NEW YORK: Marketers will all be aware that several major brands, such as Procter & Gamble and JPMorgan Chase, are no longer tolerating the inadequacies of digital advertising – and this is a development strongly endorsed by the IAB's CEO.

Randall Rothenberg, President and CEO of the Interactive Advertising Bureau, said in a blog post that the industry has done a lot of work to improve matters since Marc Pritchard, P&G's Chief Brand Officer, demanded earlier this year that the advertising industry take action to deal with bad practice.

But Rothenberg said "there is much, much more left to be done" because "it's not just digital ad tech companies that are culpable – agencies, publishers, and the brands themselves bear responsibility".

Posting his comments on the same day that Pritchard reiterated his call for agencies to increase transparency and improve brand safety, Rothenberg praised the FMCG giant, one of the biggest advertisers in the world, for its tough approach.

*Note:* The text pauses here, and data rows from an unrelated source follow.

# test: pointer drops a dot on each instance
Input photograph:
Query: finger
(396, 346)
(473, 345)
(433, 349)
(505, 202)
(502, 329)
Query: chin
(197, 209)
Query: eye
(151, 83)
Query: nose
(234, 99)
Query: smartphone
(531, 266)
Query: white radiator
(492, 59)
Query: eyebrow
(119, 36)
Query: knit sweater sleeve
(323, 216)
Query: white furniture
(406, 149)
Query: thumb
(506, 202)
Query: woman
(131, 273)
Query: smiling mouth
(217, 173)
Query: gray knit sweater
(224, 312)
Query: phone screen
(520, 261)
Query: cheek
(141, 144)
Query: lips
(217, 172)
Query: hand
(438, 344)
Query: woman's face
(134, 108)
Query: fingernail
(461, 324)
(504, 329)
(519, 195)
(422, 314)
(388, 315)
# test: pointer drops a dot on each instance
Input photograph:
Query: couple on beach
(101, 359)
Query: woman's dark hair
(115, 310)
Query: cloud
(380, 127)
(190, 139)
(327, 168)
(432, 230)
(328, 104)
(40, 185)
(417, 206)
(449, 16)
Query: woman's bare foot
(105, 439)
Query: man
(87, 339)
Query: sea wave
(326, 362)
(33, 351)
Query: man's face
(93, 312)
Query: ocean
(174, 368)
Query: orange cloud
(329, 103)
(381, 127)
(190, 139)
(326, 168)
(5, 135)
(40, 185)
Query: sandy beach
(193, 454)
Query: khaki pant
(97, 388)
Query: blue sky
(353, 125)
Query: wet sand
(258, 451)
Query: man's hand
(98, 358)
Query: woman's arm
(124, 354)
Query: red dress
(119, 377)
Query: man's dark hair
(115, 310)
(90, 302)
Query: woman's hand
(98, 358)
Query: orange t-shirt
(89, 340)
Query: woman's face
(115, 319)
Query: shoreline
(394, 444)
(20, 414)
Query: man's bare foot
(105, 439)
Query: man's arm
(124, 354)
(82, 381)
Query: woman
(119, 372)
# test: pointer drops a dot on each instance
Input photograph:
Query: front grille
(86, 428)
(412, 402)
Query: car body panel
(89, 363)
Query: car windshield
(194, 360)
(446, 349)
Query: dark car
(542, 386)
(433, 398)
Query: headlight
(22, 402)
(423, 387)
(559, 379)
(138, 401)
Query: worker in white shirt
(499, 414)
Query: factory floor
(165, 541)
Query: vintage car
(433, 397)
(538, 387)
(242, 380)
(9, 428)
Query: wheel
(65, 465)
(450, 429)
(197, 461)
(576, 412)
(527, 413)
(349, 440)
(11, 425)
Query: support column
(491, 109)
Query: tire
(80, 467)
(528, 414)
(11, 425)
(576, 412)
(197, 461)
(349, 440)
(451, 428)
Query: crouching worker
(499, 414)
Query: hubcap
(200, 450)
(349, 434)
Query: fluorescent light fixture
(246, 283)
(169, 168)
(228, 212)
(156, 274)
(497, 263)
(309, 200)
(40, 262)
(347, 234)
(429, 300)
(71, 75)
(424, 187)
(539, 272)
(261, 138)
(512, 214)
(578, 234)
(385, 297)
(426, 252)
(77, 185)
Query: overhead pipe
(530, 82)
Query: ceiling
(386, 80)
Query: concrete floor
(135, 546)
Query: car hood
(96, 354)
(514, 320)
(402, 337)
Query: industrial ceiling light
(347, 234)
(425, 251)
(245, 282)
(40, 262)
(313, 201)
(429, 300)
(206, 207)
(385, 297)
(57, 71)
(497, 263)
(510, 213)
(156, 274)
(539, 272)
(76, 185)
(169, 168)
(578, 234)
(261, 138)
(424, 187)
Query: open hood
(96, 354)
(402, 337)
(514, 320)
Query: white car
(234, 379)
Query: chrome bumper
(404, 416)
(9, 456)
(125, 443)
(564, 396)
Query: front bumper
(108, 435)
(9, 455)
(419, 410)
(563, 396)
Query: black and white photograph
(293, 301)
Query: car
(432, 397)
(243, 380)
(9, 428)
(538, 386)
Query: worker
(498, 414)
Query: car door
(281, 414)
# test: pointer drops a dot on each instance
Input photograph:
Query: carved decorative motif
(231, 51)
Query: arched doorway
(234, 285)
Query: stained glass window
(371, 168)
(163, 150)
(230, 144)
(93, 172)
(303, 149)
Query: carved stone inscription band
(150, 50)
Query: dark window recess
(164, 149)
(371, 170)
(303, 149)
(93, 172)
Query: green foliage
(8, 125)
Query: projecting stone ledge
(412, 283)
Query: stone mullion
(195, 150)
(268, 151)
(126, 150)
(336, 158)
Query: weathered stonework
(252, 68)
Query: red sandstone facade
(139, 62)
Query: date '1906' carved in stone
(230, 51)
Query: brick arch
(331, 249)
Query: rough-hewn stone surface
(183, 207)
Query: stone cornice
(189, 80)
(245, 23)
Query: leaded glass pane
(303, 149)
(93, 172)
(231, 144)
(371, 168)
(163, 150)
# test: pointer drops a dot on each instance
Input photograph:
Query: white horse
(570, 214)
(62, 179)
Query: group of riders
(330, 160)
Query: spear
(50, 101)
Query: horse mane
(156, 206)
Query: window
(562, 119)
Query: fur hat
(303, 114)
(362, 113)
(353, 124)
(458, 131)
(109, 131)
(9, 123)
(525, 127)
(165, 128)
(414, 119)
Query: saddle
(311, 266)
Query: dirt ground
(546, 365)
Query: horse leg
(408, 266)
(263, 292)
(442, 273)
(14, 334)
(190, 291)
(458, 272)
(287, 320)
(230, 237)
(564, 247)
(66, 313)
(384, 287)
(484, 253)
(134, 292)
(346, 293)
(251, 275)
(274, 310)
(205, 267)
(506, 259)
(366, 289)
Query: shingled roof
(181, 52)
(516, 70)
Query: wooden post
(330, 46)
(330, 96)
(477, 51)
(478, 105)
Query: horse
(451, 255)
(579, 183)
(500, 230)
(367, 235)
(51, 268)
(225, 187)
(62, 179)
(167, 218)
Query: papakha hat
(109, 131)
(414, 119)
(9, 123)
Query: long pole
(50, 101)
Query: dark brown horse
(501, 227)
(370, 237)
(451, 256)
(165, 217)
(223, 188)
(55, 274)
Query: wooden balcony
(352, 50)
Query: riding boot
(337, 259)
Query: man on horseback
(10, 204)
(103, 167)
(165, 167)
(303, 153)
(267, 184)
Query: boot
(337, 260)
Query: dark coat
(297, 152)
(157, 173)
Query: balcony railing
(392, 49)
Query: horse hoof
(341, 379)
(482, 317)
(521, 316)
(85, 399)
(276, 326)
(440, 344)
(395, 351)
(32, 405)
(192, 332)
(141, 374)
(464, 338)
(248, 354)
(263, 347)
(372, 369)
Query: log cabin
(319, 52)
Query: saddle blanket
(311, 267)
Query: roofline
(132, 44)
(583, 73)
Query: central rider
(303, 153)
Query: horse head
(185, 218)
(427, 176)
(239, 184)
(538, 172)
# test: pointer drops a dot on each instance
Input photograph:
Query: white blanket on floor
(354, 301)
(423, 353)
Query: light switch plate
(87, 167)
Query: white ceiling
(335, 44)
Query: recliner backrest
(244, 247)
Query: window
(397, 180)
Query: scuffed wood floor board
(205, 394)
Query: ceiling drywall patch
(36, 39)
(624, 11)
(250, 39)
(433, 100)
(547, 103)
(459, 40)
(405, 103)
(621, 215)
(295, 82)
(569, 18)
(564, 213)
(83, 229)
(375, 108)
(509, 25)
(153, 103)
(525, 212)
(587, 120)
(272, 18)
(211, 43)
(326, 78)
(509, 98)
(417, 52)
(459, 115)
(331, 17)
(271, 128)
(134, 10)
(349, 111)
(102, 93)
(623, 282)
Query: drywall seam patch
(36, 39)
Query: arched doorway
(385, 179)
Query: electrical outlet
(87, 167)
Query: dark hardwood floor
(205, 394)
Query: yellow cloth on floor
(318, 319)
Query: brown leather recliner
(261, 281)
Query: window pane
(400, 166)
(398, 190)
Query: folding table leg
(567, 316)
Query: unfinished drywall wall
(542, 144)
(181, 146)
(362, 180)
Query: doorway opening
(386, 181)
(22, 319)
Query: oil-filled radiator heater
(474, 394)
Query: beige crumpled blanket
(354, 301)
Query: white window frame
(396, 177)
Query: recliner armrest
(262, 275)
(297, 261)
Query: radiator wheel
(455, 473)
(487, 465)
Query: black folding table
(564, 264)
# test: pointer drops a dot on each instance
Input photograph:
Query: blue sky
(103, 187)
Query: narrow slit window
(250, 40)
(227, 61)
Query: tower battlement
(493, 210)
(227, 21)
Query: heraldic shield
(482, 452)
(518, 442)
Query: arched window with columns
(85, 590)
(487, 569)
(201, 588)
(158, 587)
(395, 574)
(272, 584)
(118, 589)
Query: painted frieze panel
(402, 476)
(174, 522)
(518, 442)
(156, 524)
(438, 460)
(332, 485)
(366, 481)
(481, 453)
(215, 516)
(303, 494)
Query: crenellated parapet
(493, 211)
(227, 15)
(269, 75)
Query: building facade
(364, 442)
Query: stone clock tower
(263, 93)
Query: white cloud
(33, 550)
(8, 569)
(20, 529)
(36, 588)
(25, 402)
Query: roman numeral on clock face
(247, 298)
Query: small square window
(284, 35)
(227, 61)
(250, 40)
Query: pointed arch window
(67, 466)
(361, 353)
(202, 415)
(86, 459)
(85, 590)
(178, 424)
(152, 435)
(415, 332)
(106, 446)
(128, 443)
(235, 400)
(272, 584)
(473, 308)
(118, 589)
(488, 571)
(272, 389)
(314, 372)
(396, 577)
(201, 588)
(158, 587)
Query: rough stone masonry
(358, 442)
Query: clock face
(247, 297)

"By putting its money on the line for standards compliance, Procter & Gamble launched a shot across the bow of [the] entire marketing-media ecosystem," he wrote.

Rothenberg also lauded JPMorgan Chase for its almost ruthless filleting of websites that once served its ads, cutting the total from around 400,000 to just 5,000 pre-approved sites.

He said JPMorgan Chase was following the programme he outlined at the IAB Annual Leadership Meeting in Florida two months ago, when he told ad industry executives that it was up to them as individuals and their companies to "repair the trust".

"I have no doubt that P&G and JPMorgan Chase will be followed by a wave of big brands taking similar actions to secure the digital industry supply chain on behalf of brand and consumer safety," he predicted.

Throughout his blog, Rothenberg highlighted how pressing the issue of brand safety is, and he even made a startling comparison between the state of the current supply chain in advertising with the efforts the food industry makes to ensure its supply chain is safe.

Around 121bn cans of food and beverage are shipped around the US each year, he said, yet only one can is contaminated with botulism – or .00000000001% of all that are shipped.

By comparison, "between 3% and 37% of impressions are fraudulently generated by bots" and taken together with ads served on porn sites, falsified content or other inappropriate sites, then "the incidence of bad advertising is at least a few hundred billion times greater than the incidence of bad canned food".